I too feel that i am being set up to fail in the company i work for. I was a student at a technical college in Georgia, and my instructors refer me to this job a few months ago. Now that I have the job I am fighting for my life, just to keep this job. Improper training and impatient trainers that don't like to be asked questions seems like a waste to me. It seems that if your not to their liking you should just give up. I however have never known giving up and refuse to be pushed out. I am conste4nly been told, "Maybe this job is not for you, why don't you go back to doing the jobs you use to do." I didn't spend the last two year making the deans list an studying for my Network Support Specialist Degree for nothing. I have only two semesters left to graduate and i put it on hold just to support my family, by taking this job. Bad training or just intentionally misinformied, i don't know. By the way I was the only African American in my training class, and was told that I was so far behind the others, but yet my stats say other wise. Well maybe I am stupid, for keeping my mouth shut. Is this the environment Vetsamerica encourages. It's sad and a waist. Here's a thought the only compliments I am getting is that i take great notes. Now that's funny, seeing that no one has seen my notes.

Thu, May 17, 2012

Training is a joke, it doesn't matter if there's no cost, Only the 'special people' get training so that they will have what they need to be promoted. I sit in an office where it isn't uncommon for special people routinely go to Harvard for seminars, nothing special, nothing critical, but boy does it look good on their resumes.

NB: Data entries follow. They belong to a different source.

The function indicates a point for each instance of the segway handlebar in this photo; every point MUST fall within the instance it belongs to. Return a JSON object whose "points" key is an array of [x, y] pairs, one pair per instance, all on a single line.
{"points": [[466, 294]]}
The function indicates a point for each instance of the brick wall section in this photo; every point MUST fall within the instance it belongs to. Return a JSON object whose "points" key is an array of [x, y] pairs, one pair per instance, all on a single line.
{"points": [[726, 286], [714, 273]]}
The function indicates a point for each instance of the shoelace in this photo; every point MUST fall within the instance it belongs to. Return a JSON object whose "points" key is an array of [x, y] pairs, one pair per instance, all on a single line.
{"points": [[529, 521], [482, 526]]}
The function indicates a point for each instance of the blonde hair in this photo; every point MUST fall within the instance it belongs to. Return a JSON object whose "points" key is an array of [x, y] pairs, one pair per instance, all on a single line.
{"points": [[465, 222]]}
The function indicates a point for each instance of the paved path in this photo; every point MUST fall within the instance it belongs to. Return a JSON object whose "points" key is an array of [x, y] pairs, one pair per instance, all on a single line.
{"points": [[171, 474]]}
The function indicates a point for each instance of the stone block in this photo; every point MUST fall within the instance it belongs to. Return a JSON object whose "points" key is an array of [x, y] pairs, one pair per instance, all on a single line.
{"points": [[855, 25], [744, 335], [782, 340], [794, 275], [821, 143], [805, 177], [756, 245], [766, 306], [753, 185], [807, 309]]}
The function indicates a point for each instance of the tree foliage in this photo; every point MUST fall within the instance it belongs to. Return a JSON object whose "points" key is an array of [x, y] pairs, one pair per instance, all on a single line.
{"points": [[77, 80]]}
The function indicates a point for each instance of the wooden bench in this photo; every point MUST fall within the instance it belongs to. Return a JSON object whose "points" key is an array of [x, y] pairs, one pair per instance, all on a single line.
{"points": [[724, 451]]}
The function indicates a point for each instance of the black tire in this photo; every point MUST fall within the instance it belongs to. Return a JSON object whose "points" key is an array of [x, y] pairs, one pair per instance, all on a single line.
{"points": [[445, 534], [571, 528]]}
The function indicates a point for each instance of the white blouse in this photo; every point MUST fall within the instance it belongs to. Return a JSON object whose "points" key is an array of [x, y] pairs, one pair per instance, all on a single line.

Money never seems to be an issue. I am not a twinkie I am a mushroom, and if my boss wanted me to have a brain (even if I did go the University of Chicago) she will issue it me, and then tell me how to think.

Wed, Dec 7, 2011

IT training at my agecny SEC is a joke. Only the few the proud get to go. And management ponders the question why the agency drop from number 3 to number 27 in 2011 as one of the best agencies to work for. I have been turn down for training so many times I dont even apply anymore.

Wed, Jun 8, 2011

Training has becomee a big joke, force you to read online or listen to people. No, hands on training to really make sense of what they are talking about, not everyone can just read it a pick it up. The goverment has really lost touch on what technologist need for training and it is only getting worse when they send a few people because now we are in a budget crunch. Just like any position you need to brain storm on ideas but when you have no knowledge on what they are talking about, the cloud, wireless or what ever the topic is about you can not have a good brain storming session to help with projects or fixes. We can whine about going to training but until they make it mandatory for us to actually go to a training then it is not happening. Good old USA, where is it going to.

Mon, May 16, 2011 The Observer

Training gets managed the same way employees do, the "good ole boys" or "kiss up girls" get to travel and go to training, whereas the "true" hard working sincere employees that would rather not "play the game", have to scratch-and-claw their way to training.